The fin de siècle (c.1880-1900) was a vibrant period of British literature, a moment of transition between the Victorian and Modern eras that resulted in an extraordinary cultural efflorescence. Be prepared for all manner of strange things: Gothic monsters and dastardly foreigners on the streets of London; acts of derring-do in the African wilderness; terrifying women in trousers, possibly smoking opium cigarettes; and that towering figure of late Victorian perversity, Oscar Wilde. It was also a period in which many writers and artists drew attention to ongoing social problems.

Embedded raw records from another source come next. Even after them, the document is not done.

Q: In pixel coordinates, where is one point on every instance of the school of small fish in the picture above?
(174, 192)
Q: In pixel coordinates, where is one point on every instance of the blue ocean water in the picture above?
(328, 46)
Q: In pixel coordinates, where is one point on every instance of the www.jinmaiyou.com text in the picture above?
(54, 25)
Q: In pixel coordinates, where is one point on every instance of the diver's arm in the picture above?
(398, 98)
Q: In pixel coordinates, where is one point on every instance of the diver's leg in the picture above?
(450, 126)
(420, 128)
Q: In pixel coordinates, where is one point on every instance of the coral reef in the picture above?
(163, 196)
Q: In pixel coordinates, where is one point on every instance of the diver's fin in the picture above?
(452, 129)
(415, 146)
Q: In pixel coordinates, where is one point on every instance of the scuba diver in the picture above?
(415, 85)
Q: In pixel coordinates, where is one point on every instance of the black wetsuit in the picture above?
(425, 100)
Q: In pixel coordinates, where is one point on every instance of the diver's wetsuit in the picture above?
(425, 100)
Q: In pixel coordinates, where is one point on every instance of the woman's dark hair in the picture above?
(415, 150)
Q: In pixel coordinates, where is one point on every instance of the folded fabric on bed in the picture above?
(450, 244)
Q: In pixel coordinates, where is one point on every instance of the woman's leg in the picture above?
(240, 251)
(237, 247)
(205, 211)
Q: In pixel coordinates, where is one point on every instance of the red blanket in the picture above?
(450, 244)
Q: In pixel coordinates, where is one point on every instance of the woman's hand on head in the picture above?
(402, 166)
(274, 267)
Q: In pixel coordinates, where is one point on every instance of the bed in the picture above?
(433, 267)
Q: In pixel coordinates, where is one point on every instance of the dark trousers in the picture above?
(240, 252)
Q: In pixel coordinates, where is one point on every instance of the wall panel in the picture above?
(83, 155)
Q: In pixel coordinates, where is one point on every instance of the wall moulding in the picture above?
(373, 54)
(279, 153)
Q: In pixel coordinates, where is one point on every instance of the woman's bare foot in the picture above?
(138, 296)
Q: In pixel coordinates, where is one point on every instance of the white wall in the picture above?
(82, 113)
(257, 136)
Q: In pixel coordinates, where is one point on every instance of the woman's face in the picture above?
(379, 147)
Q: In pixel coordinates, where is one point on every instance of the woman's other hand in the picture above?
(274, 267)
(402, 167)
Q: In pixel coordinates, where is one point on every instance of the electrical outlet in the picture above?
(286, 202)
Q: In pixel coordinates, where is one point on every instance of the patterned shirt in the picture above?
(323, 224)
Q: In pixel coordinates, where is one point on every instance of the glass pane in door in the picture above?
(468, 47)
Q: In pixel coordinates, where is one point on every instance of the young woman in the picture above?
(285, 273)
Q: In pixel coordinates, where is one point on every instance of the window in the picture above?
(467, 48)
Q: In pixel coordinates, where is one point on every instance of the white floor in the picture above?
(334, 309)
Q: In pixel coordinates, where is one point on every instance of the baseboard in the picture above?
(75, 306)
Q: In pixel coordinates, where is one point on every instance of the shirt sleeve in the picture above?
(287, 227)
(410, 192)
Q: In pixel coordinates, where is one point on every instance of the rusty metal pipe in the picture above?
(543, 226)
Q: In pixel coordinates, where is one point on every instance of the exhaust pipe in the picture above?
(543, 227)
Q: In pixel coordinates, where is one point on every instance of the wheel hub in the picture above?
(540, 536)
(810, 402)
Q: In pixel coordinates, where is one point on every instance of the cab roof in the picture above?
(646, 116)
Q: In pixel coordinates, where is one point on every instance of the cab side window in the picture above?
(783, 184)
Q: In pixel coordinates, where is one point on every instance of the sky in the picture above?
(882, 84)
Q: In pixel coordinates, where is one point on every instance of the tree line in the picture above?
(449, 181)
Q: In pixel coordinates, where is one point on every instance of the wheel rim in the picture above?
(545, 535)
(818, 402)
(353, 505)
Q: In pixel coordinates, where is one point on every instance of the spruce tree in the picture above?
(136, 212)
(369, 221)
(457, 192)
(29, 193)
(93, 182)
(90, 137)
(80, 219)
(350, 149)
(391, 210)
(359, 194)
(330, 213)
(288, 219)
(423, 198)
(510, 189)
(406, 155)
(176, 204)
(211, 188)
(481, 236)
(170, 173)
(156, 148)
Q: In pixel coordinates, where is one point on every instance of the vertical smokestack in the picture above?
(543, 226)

In this module we consider contextual materials from biology, psychology, anthropology, sexology, imperial history, genre theory and literary debate in order to understand texts in their appropriate cultural context. We will be reading:

  • Sally Ledger and Roger Luckhurst, The Fin de Siècle: A Reader in Cultural History
  • Amy Levy, The Romance of a Shop (1888) (a New Woman novel)
  • William Morris, News from Nowhere (1890)
  • H. Rider Haggard, Alan Quatermain (1887)
  • Bram Stoker, Dracula (1897)
  • H.G. Wells, The Time Machine (1895)
  • Oscar Wilde, The Picture of Dorian Gray (1891)
  • A selection of short stories from the literature of 'Outcast London'

Indicative syllabus

  • Introduction
  • Aestheticism
  • Decadence
  • Degeneration and regeneration
  • Imperialism
  • The New Woman
  • Decadence
  • Gothic
  • Outcast London
  • Deciphering London

Learning objectives

By the end of this module, you will be able to:

    • discuss in a critically informed manner a diverse body of literary and cultural texts from the fin de siècle in the context of wider Victorian debates about art, science, progress, sexuality etc
    • relate aesthetic and generic issues with social/political/ethical ones and vice versa
    • critically assess the ways in which the concept of the fin de siècle has been constructed both in late-nineteenth-century discourses (such as degeneration theory) and in current critical debates
    • identify key elements of fin-de-siècle culture and place this into the context of the period’s relationship with the Victorian age in general and the cultural climate of the early years of the twentieth century.